18 de setembre del 2019

Drácula (Dracula, 1931)


Renfield es un abogado que viaja desde Inglaterra a lo más profundo de Transilvania para encontrarse con el Conde Drácula. Sin embargo, en cuanto lo comunica a los habitantes de un pueblecito a mitad de camino, estos le aconsejan que no prosiga con su camino hasta la mañana siguiente, ya que las montañas esconden misterios que se rebelan durante la noche. En contra de los consejos, el abogado, que tiene interés por cerrar el negocio de la venta de una abadía en Londres y que no tiene miedo de las habladurías, sigue con el viaje y se encuentra con el Conde en su viejo castillo, un sitio abandonado y gobernado por la muerte. Tras unos primeros instantes un tanto incómodos, Renfield se pone al trabajo y le ofrece los papeles de la compra, pero, en mitad de ello se corta con una hoja de papel, y una pequeña herida en el dedo le empieza a sangrar, algo que lleva a Drácula y a sus esposas a perder el control, convirtiéndolo en algo más que un abogado, en su siervo. Tras una ajetreada travesía, en la que todos los marineros mueren, Renfield y las pertenencias de Drácula llegan a Londres. Mientras que el abogado es encerrado en un sanatorio, las cajas del Conde son trasladadas a su nueva propiedad en Londres, desde dónde el vampiro causará estragos mientras que el profesor Van Helsing empezará a seguir las pocas y sutiles pistas que deja tras él.

Aunque la primera película de vampiros destacable es Nosferatu (1922) de F. W. Murnau, un descarado plagio de la obra de Bram Stoker, la realidad es que la que marcó el pistoletazo de salida a las adaptaciones de las obras del autor irlandés, será la producida por Universal y protagonizada por Bela Lugosi, que además abría una nueva etapa del cine de terror.

El joven productor Carl Laemmle Jr. vio en la historia del escritor irlandés, adaptada ilegalmente por el expresionismo alemán, un éxito comercial, así que no dudó en adquirir los derechos de la historia de forma adecuada y proyectó llevarla a la gran pantalla al estilo de El Jorobado de Notre Dame (The Hunchback of Notre Dame, 1923) y El Fantasma de la Ópera (The Phantom of the Opera, 1925).

El ritmo de la película dirigida por Tod Browning es cuanto menos teatral, pero no es de extrañar cuando se basa en el guión de la adaptación para los escenarios de la novela gótica de Bram Stoker, escrita por Hamilton Deane y John L. Balderston. Y es que además, aunque en un principio no convenciera al productor y al director, el escogido para el papel fue Bela Lugosi, un actor de origen similar al personaje que estaba dando vida a Drácula en Broadway, que se impuso frente a otros actores de la talla de Paul Muni o Lon Chaney. Y, aunque de rebote, la elección fue cuanto menos acertada, ya que Lugosi consiguió crear un icono de la cultura popular contemporánea, ya que a pesar de carecer de grandes dotes artísticas supo combinar un elegante porte de galán con unas expresiones y unos movimientos aterradores que dieron al personaje la dicotomía que todos conocemos.

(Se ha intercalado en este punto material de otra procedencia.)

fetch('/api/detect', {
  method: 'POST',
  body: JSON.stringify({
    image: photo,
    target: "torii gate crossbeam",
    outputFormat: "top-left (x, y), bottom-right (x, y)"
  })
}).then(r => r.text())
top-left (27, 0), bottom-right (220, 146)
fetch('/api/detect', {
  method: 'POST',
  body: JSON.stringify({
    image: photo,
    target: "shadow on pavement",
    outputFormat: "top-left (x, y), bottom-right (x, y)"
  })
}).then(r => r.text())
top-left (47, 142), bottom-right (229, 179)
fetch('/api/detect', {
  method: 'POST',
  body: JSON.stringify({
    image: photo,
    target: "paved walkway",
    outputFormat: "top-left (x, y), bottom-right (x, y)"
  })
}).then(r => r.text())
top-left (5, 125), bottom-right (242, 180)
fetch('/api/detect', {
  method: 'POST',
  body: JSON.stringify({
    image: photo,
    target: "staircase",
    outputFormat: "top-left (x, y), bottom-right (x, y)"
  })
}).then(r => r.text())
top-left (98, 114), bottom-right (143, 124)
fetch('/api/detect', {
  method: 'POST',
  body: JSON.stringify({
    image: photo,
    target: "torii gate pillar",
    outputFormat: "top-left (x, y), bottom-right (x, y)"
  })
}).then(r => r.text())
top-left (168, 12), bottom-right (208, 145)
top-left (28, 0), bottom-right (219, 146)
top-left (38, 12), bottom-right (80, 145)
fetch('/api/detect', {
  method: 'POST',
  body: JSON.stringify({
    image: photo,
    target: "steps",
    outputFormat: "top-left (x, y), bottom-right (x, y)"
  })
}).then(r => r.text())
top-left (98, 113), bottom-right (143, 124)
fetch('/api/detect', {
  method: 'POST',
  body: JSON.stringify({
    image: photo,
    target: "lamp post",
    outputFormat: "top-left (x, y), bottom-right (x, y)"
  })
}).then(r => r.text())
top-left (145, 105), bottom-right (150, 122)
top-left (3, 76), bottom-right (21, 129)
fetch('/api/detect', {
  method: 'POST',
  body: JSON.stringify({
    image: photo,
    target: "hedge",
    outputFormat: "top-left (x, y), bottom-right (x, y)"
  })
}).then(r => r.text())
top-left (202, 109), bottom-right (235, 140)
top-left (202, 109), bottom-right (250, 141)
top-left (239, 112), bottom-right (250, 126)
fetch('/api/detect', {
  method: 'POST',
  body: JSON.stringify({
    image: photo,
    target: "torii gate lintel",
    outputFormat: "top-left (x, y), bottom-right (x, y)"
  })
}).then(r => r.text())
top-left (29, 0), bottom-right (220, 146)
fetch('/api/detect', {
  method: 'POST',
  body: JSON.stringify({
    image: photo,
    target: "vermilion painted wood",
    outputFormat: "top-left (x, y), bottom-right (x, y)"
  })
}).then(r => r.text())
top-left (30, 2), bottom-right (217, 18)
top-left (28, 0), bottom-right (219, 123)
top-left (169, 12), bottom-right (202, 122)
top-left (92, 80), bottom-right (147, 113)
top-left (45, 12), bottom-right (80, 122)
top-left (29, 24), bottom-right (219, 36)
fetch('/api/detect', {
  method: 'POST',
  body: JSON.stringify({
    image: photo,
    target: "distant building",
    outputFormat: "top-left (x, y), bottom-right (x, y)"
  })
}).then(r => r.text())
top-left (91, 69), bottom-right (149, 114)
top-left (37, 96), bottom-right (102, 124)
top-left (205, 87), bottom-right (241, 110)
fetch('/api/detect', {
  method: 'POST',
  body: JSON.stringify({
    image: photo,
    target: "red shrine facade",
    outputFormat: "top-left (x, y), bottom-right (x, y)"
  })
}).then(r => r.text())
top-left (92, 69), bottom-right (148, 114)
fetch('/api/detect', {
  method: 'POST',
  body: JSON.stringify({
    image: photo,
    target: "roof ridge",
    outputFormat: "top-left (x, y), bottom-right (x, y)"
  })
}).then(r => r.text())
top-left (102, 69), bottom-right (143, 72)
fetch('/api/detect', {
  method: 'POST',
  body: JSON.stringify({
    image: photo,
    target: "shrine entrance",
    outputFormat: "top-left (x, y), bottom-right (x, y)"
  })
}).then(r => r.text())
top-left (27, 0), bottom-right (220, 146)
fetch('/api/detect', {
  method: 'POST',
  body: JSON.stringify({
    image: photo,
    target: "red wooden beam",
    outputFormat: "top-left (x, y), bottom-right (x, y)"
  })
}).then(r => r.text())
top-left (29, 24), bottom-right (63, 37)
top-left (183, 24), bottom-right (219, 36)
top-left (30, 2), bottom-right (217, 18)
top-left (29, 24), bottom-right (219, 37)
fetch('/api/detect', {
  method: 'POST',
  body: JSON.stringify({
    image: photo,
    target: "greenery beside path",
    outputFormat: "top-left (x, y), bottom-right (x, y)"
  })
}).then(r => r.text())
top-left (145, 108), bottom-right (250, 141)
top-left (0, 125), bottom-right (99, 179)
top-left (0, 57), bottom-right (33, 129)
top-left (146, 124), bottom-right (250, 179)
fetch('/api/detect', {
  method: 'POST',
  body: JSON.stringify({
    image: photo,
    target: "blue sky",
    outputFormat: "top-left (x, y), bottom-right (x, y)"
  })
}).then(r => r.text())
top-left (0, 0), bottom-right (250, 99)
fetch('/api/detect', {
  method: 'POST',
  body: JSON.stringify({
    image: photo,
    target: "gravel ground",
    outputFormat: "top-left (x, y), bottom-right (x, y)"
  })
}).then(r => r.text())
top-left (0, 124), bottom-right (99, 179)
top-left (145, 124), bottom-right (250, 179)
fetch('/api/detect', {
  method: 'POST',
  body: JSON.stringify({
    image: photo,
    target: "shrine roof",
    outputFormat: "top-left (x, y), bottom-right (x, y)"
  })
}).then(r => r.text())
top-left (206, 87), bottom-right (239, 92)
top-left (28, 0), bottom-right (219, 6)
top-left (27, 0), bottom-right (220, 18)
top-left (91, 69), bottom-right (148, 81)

La historia de Drácula siempre producirá terror en la mente del público —aunque sea por su pésima adaptación, como la más reciente protagonizada por Luke Evans—, sin embargo, estamos hablando de una película de hace más de ochenta años, por lo que es inevitable que no nos produzca el mismo terror que al público de cuando se estrenó. Aún así, el halo de oscuridad que envuelve toda la cinta, con fuertes contraluces, con unos blancos muy brillantes y muy bien situados —como en los ojos de Drácula— y los largos silencios ausentes de banda sonora, más propios del cine mudo, hace que la sensación de intriga, que no terror, nos lleve a quedarnos pegados a la pantalla hasta el final. Una obra maestra del cine clásico.